In this article we are going to discuss Bayesian inference and statistics. In order to gain understanding of Bayesian inference we will use the experiment of coin tossing. Hence it is only appropriate to have a quick discussion about the power of…
…Flip of the Coin
To begin with, let me pay my tribute to the master of randomness and the most flippant of them all – the act of tossing a coin.
O’ you epitome for fickleness
O’ you undisputed lord of chance,
May no game ever begin without
Your approval and mystical dance.
When I was in high school, I always use to wonder why tossing coins were such an integral part of probability theory. Almost every basic, intermediate or advanced book on probability has more than a few references to coin tosses.
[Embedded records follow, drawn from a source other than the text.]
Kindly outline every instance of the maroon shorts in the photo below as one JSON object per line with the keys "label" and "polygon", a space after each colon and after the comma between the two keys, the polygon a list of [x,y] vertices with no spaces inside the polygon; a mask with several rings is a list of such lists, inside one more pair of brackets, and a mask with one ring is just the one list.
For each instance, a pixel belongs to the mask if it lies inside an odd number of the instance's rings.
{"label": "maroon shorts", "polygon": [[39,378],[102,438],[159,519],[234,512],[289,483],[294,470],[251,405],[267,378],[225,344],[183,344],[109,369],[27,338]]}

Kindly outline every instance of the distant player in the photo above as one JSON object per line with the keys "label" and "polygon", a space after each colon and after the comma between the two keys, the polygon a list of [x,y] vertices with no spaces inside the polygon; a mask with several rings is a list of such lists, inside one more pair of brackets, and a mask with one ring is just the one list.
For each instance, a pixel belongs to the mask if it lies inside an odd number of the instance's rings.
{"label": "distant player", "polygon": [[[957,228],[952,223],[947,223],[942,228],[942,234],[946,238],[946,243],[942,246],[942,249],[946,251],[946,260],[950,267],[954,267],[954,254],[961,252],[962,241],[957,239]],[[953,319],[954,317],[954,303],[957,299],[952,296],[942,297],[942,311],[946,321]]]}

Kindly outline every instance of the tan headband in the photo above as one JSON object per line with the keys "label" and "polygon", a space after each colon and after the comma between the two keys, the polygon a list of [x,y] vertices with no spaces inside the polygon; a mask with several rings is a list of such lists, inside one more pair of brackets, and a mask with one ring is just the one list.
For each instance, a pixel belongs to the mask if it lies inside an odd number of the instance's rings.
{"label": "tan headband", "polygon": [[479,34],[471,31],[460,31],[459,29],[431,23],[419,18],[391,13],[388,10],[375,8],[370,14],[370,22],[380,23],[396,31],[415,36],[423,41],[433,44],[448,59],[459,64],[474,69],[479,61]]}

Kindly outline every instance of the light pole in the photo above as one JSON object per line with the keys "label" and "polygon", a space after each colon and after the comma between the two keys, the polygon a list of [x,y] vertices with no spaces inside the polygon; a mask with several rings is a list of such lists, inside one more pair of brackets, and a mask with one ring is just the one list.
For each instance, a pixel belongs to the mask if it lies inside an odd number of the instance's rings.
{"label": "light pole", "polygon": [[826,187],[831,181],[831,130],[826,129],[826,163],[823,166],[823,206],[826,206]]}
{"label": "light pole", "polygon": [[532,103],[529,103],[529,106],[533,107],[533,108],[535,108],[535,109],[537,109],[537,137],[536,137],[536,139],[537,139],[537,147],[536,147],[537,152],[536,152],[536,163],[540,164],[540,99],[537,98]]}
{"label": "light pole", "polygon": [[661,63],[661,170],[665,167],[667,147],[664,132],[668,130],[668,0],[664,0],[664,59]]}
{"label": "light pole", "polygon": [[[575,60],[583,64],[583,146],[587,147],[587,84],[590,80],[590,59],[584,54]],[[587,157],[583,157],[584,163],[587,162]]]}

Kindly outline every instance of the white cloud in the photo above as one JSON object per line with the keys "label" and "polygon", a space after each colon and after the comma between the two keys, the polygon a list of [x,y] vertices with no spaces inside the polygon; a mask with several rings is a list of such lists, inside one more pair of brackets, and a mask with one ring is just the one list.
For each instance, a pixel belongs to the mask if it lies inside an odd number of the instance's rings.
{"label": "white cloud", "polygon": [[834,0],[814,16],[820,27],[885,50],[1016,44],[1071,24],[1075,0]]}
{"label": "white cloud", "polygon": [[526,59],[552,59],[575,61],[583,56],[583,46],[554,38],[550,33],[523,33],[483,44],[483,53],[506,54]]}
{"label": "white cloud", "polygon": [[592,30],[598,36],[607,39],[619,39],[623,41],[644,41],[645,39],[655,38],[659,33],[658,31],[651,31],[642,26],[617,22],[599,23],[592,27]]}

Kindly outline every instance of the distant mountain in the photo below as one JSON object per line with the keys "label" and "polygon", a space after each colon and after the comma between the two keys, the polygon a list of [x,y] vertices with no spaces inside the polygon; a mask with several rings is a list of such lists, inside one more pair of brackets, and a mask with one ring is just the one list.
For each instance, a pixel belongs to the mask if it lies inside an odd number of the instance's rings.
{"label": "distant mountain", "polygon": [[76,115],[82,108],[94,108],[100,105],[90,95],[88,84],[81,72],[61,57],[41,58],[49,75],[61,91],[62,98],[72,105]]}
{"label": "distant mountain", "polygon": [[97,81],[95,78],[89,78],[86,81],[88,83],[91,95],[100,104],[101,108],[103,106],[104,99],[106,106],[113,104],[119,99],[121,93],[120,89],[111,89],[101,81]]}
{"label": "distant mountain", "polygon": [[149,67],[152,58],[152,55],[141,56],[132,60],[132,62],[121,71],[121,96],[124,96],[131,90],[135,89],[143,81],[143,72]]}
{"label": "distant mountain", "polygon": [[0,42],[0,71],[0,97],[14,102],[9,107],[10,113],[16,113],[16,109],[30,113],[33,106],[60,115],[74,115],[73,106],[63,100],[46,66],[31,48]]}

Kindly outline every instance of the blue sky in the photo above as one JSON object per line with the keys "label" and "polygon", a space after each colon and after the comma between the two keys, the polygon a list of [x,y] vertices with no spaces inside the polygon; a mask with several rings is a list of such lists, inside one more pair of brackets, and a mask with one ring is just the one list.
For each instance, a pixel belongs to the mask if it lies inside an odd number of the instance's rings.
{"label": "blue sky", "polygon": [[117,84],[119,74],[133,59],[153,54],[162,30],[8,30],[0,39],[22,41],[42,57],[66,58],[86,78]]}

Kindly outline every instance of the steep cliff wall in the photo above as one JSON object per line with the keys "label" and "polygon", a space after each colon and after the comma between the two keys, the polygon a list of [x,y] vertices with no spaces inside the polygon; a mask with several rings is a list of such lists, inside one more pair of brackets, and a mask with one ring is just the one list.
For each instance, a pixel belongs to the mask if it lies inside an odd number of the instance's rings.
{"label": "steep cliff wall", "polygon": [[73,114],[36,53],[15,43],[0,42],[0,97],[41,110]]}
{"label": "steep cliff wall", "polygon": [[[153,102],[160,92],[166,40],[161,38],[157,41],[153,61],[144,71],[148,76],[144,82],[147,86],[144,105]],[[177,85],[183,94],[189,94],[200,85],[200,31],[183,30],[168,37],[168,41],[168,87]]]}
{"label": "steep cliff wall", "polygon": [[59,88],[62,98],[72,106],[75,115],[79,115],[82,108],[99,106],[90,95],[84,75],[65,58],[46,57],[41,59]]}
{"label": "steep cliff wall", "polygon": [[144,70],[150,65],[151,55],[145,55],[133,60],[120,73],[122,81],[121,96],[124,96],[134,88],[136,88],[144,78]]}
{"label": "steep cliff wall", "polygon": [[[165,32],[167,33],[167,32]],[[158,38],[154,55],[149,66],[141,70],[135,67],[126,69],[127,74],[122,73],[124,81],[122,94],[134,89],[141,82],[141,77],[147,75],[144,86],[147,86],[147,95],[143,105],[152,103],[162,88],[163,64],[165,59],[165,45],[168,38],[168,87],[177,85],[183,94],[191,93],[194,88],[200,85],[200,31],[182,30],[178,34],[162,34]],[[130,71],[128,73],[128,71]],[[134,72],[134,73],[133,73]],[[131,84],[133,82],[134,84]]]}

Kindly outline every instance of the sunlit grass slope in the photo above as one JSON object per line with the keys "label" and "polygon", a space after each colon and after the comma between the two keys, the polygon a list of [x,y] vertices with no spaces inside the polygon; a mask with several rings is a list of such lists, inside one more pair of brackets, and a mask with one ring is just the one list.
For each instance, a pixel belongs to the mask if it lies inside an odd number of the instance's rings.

The reason, I figured out later, is that tossing a coin is one of the easiest and fastest experiments with random binary outcomes. The following are some of the practical events with random binary outcomes where one is trying to identify –
– Fraudulent transactions
– Customers for cross/up selling
– Malignant cancer cells
– Credit risk of a customer
– Spam emails
– Employees likely for attrition
All these events are in principal similar to tossing coins. The major difference for these events to tosses is that it will take several months to register the outcomes of these events – unlike heads and tails. In the subsequent segments, we’ll discuss Bayesian statistics through coin tosses.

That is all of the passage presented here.